Now it is time that political decision and public investment make a difference. The debate is no longer about the pro and cons of phage therapy, but rather about how we can move forward for patients to benefit from this therapy. We are proposing to set up dedicated public structures, National Reference Centers (NRCs) for bacteriophage therapy. These NRCs will pilot these treatments and put in place production of hospital-based bacteriophage solutions, and application protocols that will ensure adequate product quality, patient safety and monitoring of treatment efficacy. Even though bacteriophage therapy is rather straightforward, matching bacteriophage to bacteria, advising clinicians and keeping records of all treatments is crucial as this information will be useful in setting up subsequent large clinical trials, which could be sponsored by pharmaceutical companies. These NRCs should host or have access to a research team, for isolating specific bacteriophages, as well as a bacteriophage bank for providing long-term storage. From well-documented clinical cases from the NRCs, relevant scientific questions will emerge to dictate the paths that urgently need to be explored and studied, instead of expecting basic science to run almost unlimited investigations since many molecular aspects of phage therapy are still not understood. If we had waited for immunology to be fully understood at the molecular level before the use of vaccines, most of us would not be reading this paper! A similar approach has been recently proposed in the USA (Kutter et al. 2015) but in fine none of these proposals will ever be close to reality if regulations are not adapted to bacteriophages, and not the other way around.

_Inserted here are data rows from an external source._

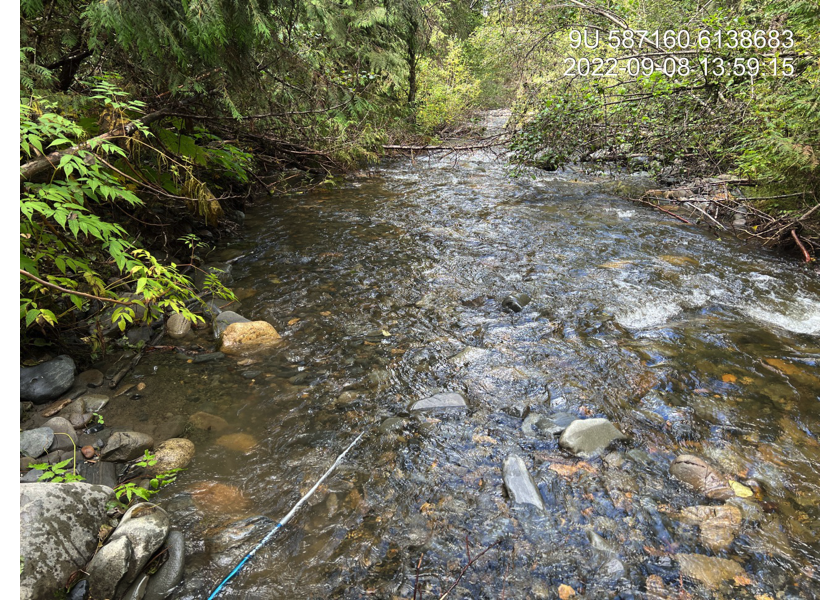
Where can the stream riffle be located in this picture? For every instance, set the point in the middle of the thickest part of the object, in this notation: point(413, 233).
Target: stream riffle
point(388, 288)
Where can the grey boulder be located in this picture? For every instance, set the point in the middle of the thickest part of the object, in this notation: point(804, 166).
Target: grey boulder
point(224, 319)
point(145, 526)
point(48, 380)
point(177, 326)
point(126, 445)
point(167, 578)
point(450, 400)
point(519, 483)
point(589, 437)
point(65, 434)
point(35, 442)
point(58, 533)
point(106, 570)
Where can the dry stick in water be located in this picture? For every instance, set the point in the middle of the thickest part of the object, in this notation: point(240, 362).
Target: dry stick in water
point(470, 562)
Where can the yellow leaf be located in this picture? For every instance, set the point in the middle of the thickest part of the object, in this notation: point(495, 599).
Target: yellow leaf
point(740, 489)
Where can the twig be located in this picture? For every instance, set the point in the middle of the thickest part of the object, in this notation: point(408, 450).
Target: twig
point(72, 292)
point(470, 562)
point(417, 578)
point(801, 247)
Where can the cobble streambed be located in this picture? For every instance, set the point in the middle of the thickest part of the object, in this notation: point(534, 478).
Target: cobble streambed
point(388, 288)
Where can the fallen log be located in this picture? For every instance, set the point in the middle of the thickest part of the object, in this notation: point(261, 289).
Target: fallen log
point(38, 165)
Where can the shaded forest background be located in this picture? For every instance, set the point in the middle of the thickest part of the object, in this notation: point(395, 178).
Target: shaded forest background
point(140, 119)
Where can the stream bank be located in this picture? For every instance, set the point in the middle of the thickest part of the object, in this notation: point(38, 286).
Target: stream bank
point(394, 288)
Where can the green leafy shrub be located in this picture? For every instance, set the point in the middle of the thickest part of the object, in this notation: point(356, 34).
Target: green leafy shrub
point(446, 89)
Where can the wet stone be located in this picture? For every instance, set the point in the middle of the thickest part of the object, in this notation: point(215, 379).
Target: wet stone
point(519, 483)
point(167, 578)
point(94, 402)
point(145, 525)
point(718, 524)
point(590, 437)
point(90, 378)
point(708, 570)
point(699, 475)
point(445, 401)
point(126, 445)
point(108, 567)
point(225, 319)
point(175, 453)
point(177, 326)
point(65, 434)
point(208, 422)
point(35, 442)
point(47, 381)
point(516, 302)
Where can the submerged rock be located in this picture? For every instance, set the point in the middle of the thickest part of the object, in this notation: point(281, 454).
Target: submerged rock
point(718, 524)
point(47, 381)
point(708, 570)
point(516, 302)
point(177, 326)
point(59, 524)
point(208, 422)
point(126, 445)
point(224, 319)
point(65, 434)
point(699, 475)
point(238, 442)
point(448, 400)
point(242, 337)
point(590, 437)
point(167, 578)
point(145, 526)
point(35, 442)
point(519, 483)
point(175, 453)
point(106, 570)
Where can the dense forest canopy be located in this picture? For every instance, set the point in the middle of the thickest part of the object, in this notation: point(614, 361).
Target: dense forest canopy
point(134, 114)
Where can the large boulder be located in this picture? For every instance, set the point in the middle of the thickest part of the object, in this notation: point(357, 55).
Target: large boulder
point(224, 319)
point(708, 570)
point(519, 483)
point(106, 570)
point(718, 524)
point(702, 477)
point(177, 326)
point(167, 578)
point(48, 380)
point(446, 401)
point(243, 337)
point(59, 525)
point(175, 453)
point(126, 445)
point(65, 434)
point(145, 525)
point(590, 437)
point(35, 442)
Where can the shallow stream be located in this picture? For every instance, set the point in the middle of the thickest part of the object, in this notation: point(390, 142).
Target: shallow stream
point(387, 288)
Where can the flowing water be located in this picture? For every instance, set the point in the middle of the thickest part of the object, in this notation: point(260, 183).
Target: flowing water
point(387, 289)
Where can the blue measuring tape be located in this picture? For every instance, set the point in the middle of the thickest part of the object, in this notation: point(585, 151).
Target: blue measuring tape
point(284, 520)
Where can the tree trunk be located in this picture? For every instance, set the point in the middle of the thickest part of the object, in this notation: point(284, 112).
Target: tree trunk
point(33, 168)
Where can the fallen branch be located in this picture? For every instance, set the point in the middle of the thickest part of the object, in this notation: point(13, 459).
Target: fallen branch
point(470, 562)
point(72, 292)
point(39, 165)
point(801, 247)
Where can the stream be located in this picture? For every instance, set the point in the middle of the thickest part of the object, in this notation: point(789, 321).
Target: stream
point(388, 287)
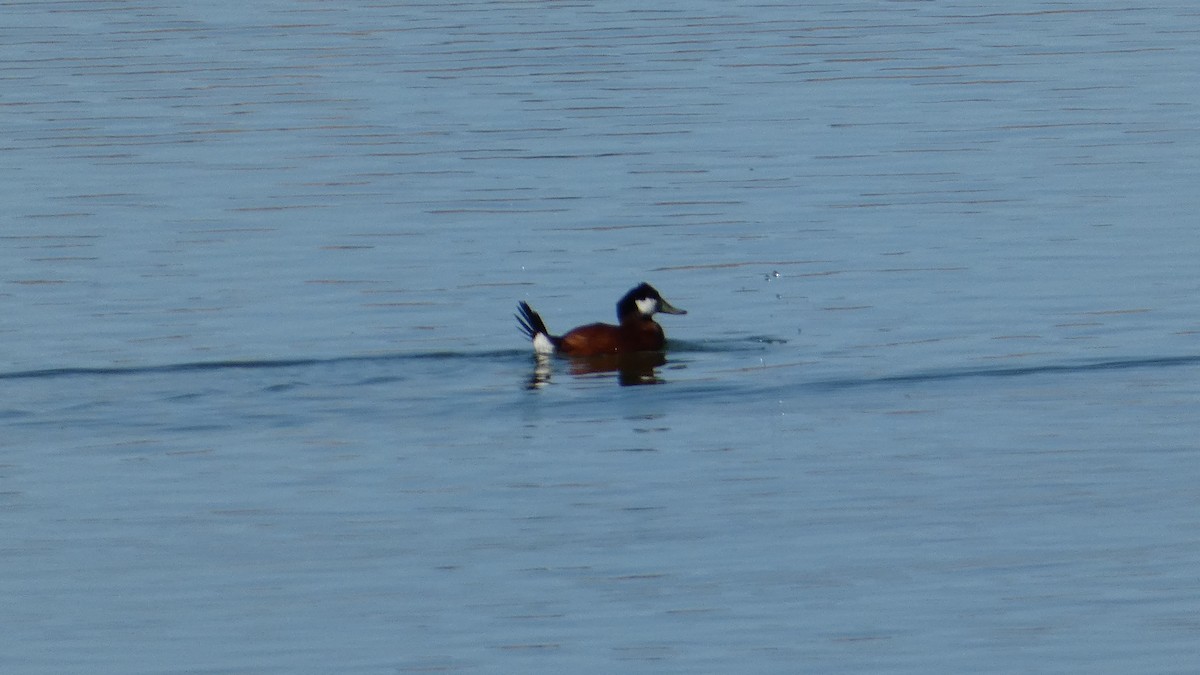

The EMA workshop ended with the recommendation to promote additional clinical trials to further document how bacteriophages should best be applied in clinical practice. However, without speedy adaptation of the medicinal product regulation to support sustainable development of bacteriophage therapy, this process will be unacceptably lengthy as established Western pharmaceutical companies will not invest in the absence of adequate rules and intellectual property protection. Meanwhile, the list of patients requiring antimicrobial treatments will continuously increase (Witzenrath 2015). The time you read this, 10 persons died because no effective antibacterial treatment was available. Which threshold of deaths will be reached before bacteriophages are allowed to be used to help save lives?
Conflict of interest. None declared.